MOE-STABL Baseline

Regression models trained on Stabl-selected features from MOE (Molecular Operating Environment) molecular descriptors.

Description

This baseline implements the Stabl feature selection framework (Discovery of sparse, reliable omic biomarkers with Stabl, J. Hédou et al., Nature Biotechnology, 2024) for sparse and interpretable feature selection. A set of regressors are then fitted to predict the antibody properties.

Stabl is first called over all target properties to produce target-level lists of MOE features that should be later used for prediction. We loop through cross-validation folds and target properties to generate a stabl_feature_selection_results.pkl data structure that contains:

For every GDPa1 fold and target property, a list of Stabl-selected features
Derivation of the optimal threshold from the FDP plot (see build_stabl_features.ipynb and Methods section)
Feature-level Stability paths (see build_stabl_features.ipynb and Methods section)

At training time, we access the precomputed lists of features and fit a set of regressors with a randomized CV search to search for the best hyperparameters. Models, preprocessors and features selected are then stored in some artifact.pkl file.
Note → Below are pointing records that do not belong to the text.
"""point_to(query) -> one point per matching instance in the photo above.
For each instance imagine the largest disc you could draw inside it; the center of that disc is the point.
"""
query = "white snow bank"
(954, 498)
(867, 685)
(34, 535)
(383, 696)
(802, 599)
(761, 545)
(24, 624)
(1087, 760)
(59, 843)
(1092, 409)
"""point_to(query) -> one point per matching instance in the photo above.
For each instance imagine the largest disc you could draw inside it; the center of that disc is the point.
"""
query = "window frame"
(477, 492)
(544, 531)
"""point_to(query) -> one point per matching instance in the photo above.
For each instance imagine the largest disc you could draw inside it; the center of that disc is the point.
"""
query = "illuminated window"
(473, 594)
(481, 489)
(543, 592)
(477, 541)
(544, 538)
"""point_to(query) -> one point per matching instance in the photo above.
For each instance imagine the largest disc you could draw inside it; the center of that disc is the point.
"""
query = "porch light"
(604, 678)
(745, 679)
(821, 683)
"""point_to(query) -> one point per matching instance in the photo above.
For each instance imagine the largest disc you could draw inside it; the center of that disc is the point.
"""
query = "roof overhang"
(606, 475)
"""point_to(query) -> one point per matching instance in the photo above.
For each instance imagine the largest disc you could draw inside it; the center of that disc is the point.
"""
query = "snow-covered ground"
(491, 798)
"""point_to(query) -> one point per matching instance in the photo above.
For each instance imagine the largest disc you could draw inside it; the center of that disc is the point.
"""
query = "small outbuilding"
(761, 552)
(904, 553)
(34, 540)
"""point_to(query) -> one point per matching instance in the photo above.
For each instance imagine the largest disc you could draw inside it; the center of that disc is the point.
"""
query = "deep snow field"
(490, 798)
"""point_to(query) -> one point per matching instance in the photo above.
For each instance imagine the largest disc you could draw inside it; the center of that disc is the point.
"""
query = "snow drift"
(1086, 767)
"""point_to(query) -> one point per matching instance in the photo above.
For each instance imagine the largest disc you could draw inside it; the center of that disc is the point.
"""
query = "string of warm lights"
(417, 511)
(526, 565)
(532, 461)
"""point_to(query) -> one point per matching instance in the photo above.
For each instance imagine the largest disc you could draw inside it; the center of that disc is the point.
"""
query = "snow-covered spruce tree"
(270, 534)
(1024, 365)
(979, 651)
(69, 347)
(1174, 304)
At inference time, we recover the trained models from the artifact file and make predictions.

Regression heads

The following model have displayed highest performance:

HIC: Ridge
AC-SINS_pH7.4: LGBMRegressor
PR_CHO: XGBRegressor
Titer: LGBMRegressor
Tm2: MLP

Results

The results reported for every target were obtained with the specified method which achieved optimal performance (in terms of average test spearman on test fold):

Target	AC-SINS_pH7.4	HIC	PR_CHO	Titer	Tm2
Models	LGBM	Ridge	XGB	LGBM	MLP
Spearman	0.395	0.645	0.453	0.189	0.132
$N_{features}$	11	17	16	13	3

Requirements

Pre-computed MOE features in ../../data/features/processed_features/
- GDPa1/MOE_properties.csv (training features)
- heldout_test/MOE_properties.csv (test features)
Stabl-selected features for every fold in stabl_feature_selection_results.pkl.

MOE molecular descriptors computed from predicted antibody structures by Nels Thorsteinsen.

Installation

CLI Interface

The baseline implements a standardized CLI interface. MOE features are loaded automatically from the centralized feature store.

Train

pixi run python -m moe_stabl_baseline train \
  --data ../../data/GDPa1_v1.2_20250814.csv \
  --run-dir ./runs/my_run \
  [--seed 42]

Trains 5 optimized models (one per property) and saves to run-dir/model_artifacts.pkl.

Predict

# Training data
pixi run python -m moe_stabl_baseline predict \
  --data ../../data/GDPa1_v1.2_20250814.csv \
  --run-dir ./runs/my_run \
  --out-dir ./outputs/train

# Heldout test set
pixi run python -m moe_stabl_baseline predict \
  --data ../../data/heldout-set-sequences.csv \
  --run-dir ./runs/my_run \
  --out-dir ./outputs/heldout

Generates predictions for all samples and writes to out-dir/predictions.csv.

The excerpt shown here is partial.